La Otra Luego de la larga espera en el andén, bajo el sol ardiente de mediodía, no pude sino suspirar de alivio al ver llegar el autobús del transporte universitario. Eso fue un segundo. Al siguiente, me di cuenta de que en seguida comenzaría la batalla campal por entrar antes que los demás. De modo que, a empujones, en parte subí y en parte me subieron al vehículo, y como por milagro, conseguí asiento. Al momento de sentarme y dejar las cosas sobre mis rodillas, suspiré de nuevo. No era una travesía agradable, pero al menos no iba de pie. El autobús se iba llenando de más y más gente, que parecía comprimirse para dar paso a otros. Entonces la vi entrar, justo cuando casi no cabía nadie más. Se coló por la puerta a punto de cerrarse, y se abrió paso por el estrecho pasillo hasta llegar casi junto a mí.

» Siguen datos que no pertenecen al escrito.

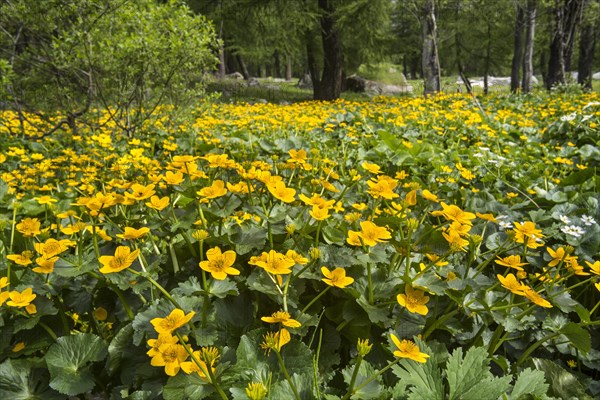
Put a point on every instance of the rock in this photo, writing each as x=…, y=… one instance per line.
x=235, y=75
x=305, y=82
x=359, y=84
x=252, y=82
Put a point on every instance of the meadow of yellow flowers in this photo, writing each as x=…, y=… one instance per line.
x=397, y=248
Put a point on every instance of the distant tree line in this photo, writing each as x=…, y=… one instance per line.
x=430, y=38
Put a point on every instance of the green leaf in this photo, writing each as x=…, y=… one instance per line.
x=464, y=373
x=184, y=386
x=224, y=288
x=371, y=390
x=20, y=381
x=68, y=361
x=529, y=382
x=563, y=384
x=579, y=337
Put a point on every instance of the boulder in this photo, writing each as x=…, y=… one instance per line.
x=305, y=82
x=235, y=75
x=252, y=82
x=359, y=84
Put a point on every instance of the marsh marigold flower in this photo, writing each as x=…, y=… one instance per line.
x=217, y=189
x=29, y=227
x=511, y=283
x=283, y=318
x=281, y=192
x=158, y=203
x=122, y=259
x=169, y=356
x=219, y=264
x=526, y=232
x=256, y=391
x=132, y=233
x=370, y=234
x=273, y=262
x=414, y=300
x=176, y=319
x=408, y=349
x=336, y=278
x=513, y=261
x=275, y=340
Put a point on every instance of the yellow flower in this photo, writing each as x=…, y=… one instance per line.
x=170, y=356
x=174, y=320
x=190, y=367
x=336, y=278
x=371, y=234
x=536, y=298
x=52, y=247
x=319, y=213
x=414, y=300
x=595, y=267
x=140, y=192
x=219, y=264
x=275, y=340
x=217, y=189
x=281, y=192
x=408, y=349
x=21, y=299
x=427, y=195
x=513, y=261
x=526, y=232
x=122, y=259
x=173, y=178
x=29, y=227
x=510, y=282
x=163, y=338
x=132, y=233
x=273, y=262
x=45, y=264
x=23, y=259
x=283, y=318
x=45, y=200
x=158, y=203
x=256, y=391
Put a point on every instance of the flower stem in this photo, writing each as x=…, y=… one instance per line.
x=317, y=297
x=286, y=374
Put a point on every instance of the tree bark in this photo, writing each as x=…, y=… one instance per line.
x=587, y=44
x=530, y=16
x=243, y=67
x=429, y=61
x=329, y=87
x=556, y=62
x=517, y=61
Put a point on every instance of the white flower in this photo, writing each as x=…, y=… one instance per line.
x=573, y=230
x=564, y=219
x=587, y=220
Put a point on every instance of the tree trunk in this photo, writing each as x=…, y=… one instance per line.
x=243, y=67
x=573, y=14
x=329, y=87
x=288, y=68
x=429, y=61
x=515, y=78
x=587, y=44
x=221, y=73
x=556, y=63
x=530, y=16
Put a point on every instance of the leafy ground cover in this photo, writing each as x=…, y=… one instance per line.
x=397, y=248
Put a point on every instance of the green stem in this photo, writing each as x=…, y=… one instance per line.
x=317, y=297
x=354, y=374
x=286, y=374
x=371, y=379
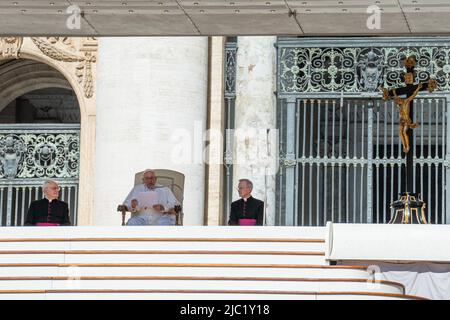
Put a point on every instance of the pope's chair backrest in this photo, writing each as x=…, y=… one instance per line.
x=173, y=180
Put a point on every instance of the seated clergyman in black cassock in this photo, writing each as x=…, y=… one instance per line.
x=246, y=211
x=48, y=211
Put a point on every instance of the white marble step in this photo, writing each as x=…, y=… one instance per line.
x=162, y=258
x=199, y=296
x=313, y=285
x=303, y=272
x=164, y=245
x=165, y=232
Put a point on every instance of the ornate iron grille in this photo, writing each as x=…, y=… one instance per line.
x=358, y=65
x=341, y=156
x=31, y=154
x=230, y=99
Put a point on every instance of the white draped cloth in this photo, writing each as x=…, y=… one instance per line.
x=425, y=279
x=149, y=216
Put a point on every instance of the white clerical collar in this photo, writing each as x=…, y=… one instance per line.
x=154, y=187
x=50, y=200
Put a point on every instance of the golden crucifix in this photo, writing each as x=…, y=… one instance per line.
x=405, y=105
x=410, y=201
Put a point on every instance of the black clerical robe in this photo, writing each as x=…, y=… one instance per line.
x=251, y=209
x=44, y=211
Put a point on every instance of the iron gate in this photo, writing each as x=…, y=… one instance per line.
x=341, y=158
x=348, y=163
x=31, y=154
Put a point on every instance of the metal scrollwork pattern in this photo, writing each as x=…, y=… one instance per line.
x=358, y=69
x=37, y=155
x=230, y=70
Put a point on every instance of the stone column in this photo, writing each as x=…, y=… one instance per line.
x=256, y=141
x=151, y=113
x=215, y=181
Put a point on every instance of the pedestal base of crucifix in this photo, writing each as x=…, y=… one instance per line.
x=410, y=209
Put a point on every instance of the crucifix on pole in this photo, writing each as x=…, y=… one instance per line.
x=409, y=202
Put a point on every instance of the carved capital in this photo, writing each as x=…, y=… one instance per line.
x=10, y=47
x=84, y=53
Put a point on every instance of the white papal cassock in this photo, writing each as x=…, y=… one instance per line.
x=147, y=216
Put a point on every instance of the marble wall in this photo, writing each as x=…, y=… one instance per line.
x=151, y=113
x=255, y=148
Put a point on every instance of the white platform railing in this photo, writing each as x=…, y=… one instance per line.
x=178, y=263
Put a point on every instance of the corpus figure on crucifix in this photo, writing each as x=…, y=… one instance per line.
x=405, y=105
x=410, y=208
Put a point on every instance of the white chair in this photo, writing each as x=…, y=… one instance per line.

Pensé que era una ilusión óptica, y la observé con más detenimiento. No lo era. Era yo. Por supuesto, no podía ser yo, puesto que yo estaba sentada acá, con un maletín sobre las rodillas, y ella, la otra, estaba de pie, a un par de pasos, entre la gente que se apelmazaba en el pasillo, aplastándose unos a otros, balanceándose, haciendo equilibrio mientras el tosco vehículo atravesaba la ciudad. Pero de cualquier modo, llevaba unos anteojos idénticos a los míos, y la ropa que yo había decidido ponerme al día siguiente. Tenía mis ojos, mi nariz, mi boca. Me dije que no era la primera vez que confundía, por un instante, a cualquiera en la calle, con un amigo o conocido. Por supuesto, era una teoría mucho más coherente, porque no tiene nada de normal que uno se vea a sí mismo, a una copia de sí mismo, subir al autobús como si tal cosa. Comencé a fijarme un poco en las personas que iban alrededor, que no parecían darse cuenta de nada, y

me dije que con toda probabilidad, estaban demasiado ocupados intentando mantener el equilibrio. Esa labor ocupaba, aparentemente, toda la atención de la otra, quien con una mano en la barra metálica y la otra mano sosteniendo una gruesa carpeta de plástico, paseaba su mirada por los rostros que ocupaban el autobús –entre ellos el mío-sin mostrar el más mínimo cambio en su ánimo. Un instante después, ella se giró, como buscando una posición en la que fuese más fácil no caerse, y aferró su mano al respaldar del asiento que yo tenía enfrente. Un hombre gordo, de pie en primer plano, me impedía el acceso visual al resto de su cuerpo, pero pude notar que tenía, en el antebrazo izquierdo –a medio camino entre el codo y la muñeca-el mismo lunar que yo, pequeño como si hubiese sido hecho con la punta de un bolígrafo. Entonces me decidí. Tocándole ligeramente el codo, me ofrecí a ayudarla con la carpeta, a fin de que pudiera sostenerse mejor. Tenía la esperanza de que, al mirarme, se sorprendiera, o al menos tuviera una reacción, cualquiera que ésta fuese. Pero girándose, me entregó la

carpeta con agradecida indiferencia y un sonriente, inexpresivo «gracias», idéntico al que yo misma habría utilizado en ocasiones similares. Tuve que rendirme. La observé por un par de cuadras más, pero el gordo señor que insistía en comprimirme hacia la ventana, evitaba que mirase cualquier cosa con relativa comodidad. Me dediqué, entonces, a mirar por la ventana a ratos, mientras intentaba, también a ratos, cazar un trozo de la otra entre la multitud de personas que atestaban aún el autobús. La gente se fue bajando cuadra a cuadra, y al poco rato llegó mi parada. Busqué a la otra para entregarle su carpeta, pero no la encontré entre los rostros que poblaban la unidad. Me fijé con cuidado, y tuve que rendirme ante la evidencia: la otra se había bajado, en alguna pausa anterior, y había abandonado –seguramente por error-su carpeta en mis manos. Me bajé en la parada que me correspondía. No sabía qué hacer. Intenté imaginarme mi propia angustia al haber perdido alguna cosa en un autobús. No podía poner en la universidad un cartel llamándome a mí misma, algo

así como Marianne, si extraviaste tu carpeta, llama a Marianne a este teléfono. Sólo entonces me di cuenta de que no sabía si, a fin de cuentas, la otra se llamaba como yo, cosa que no tenía que ser necesariamente cierta. Estuve de pie en la acera, durante unos instantes, pensando. Entonces decidí abrir la carpeta, buscando alguna pista sobre la existencia real de la otra. Dentro de ella había sólo un sobre de manila. Y dentro de éste, el manuscrito del libro que, la noche anterior, había comenzado a escribir.